Vote 2010: Nastiest Campaign on Record
From "Crazy Juice" to "Aqua Buddha" to "Man Up," a look at the ads of 2010.
Nov. 2, 2010 — -- This might be the sweet land of liberty, but Campaign 2010 has been anything but sweet.
From Rhode Island gubernatorial candidate Frank Caprio telling President Obama to "take the endorsement and shove it" to the head stomping of a liberal activist at a Kentucky event for Senate hopeful Rand Paul and to New York gubernatorial candidate Carl Paladino telling a reporter, "I'll take you out buddy."
If you think what the candidates said and what their devotees did was bad, don't forget about the political ads.
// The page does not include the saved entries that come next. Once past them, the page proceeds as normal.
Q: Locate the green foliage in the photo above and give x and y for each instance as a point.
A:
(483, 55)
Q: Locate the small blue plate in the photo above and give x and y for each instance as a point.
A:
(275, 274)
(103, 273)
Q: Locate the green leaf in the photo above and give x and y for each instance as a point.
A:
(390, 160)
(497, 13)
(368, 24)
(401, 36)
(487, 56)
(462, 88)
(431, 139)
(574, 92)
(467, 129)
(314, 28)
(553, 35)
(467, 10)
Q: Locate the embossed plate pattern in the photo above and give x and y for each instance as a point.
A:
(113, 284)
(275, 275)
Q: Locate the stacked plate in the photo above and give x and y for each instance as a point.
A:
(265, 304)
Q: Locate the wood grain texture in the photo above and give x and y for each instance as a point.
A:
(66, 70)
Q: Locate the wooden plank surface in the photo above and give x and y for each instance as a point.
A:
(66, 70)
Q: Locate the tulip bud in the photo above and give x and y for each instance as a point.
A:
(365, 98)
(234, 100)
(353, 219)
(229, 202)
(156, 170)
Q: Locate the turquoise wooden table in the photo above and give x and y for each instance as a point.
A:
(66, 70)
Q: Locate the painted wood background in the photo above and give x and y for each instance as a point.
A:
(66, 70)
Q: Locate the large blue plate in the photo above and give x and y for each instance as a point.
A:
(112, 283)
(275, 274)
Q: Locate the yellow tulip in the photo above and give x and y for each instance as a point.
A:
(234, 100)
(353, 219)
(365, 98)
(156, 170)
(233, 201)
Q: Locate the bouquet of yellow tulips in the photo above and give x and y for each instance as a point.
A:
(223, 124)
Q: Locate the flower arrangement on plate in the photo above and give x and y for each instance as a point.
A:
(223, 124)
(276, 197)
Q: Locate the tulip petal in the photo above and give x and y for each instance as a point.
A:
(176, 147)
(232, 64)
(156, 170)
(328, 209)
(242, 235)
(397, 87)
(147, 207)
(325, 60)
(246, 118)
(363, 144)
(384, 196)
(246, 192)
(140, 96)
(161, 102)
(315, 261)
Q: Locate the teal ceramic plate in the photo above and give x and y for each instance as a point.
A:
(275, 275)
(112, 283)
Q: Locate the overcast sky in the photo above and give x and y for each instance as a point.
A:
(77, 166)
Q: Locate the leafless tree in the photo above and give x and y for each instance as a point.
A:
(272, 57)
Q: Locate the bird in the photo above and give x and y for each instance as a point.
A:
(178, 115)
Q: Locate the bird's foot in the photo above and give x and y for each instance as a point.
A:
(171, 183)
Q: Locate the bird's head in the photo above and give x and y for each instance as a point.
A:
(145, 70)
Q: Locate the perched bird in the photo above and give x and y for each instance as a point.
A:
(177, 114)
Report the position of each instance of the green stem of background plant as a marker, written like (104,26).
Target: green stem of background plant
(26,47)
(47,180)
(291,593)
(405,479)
A big infusion of attack ads in the last few weeks turned this election year into the most negative one on record. That's the conclusion of the Wesleyan Media Project, which followed the more than 700,000 airings of political ads since January.
"Every year there is speculation about unprecedented levels of negativity, but at least in comparison to recent campaigns, the speculation this year is correct," Wesleyan Media Project co-director Erika Franklin Fowler said in a press release.
Along with seeing more negative ads than ever this year, more than half of all ads aired were pure attack ads, researchers found.
Case in point, take the campaign ad that made it the election year when no one drank milk anymore. Senate Majority Leader Harry Reid's campaign made an ad hawking "Sharron Angle Crazy Juice."
Negativity Nothing New
Vanderbilt University political science professor John Geer studies campaign advertising and says the negativity is nothing new.
"Over the last 50 years, we have seen an increase in attack ads," Geer said. "It's largely because the country is polarizing. There's just more difference between candidates. Thirty years ago, candidates tended to be much more moderate. Now, they're much more likely to be far left or far right."
But for all those who think that Vote 2010, for all its bile, belittling and boorishness, is as low as we can go. Think again.
This land where our fathers died, land of the pilgrims' pride has had its share of brutal nastiness for hundreds of years.
"We worry about attacks today, but they pale in comparison to what was unfolding in the beginning part of our country's history," Geer said. "Partisan politics in the 1800s is tough stuff."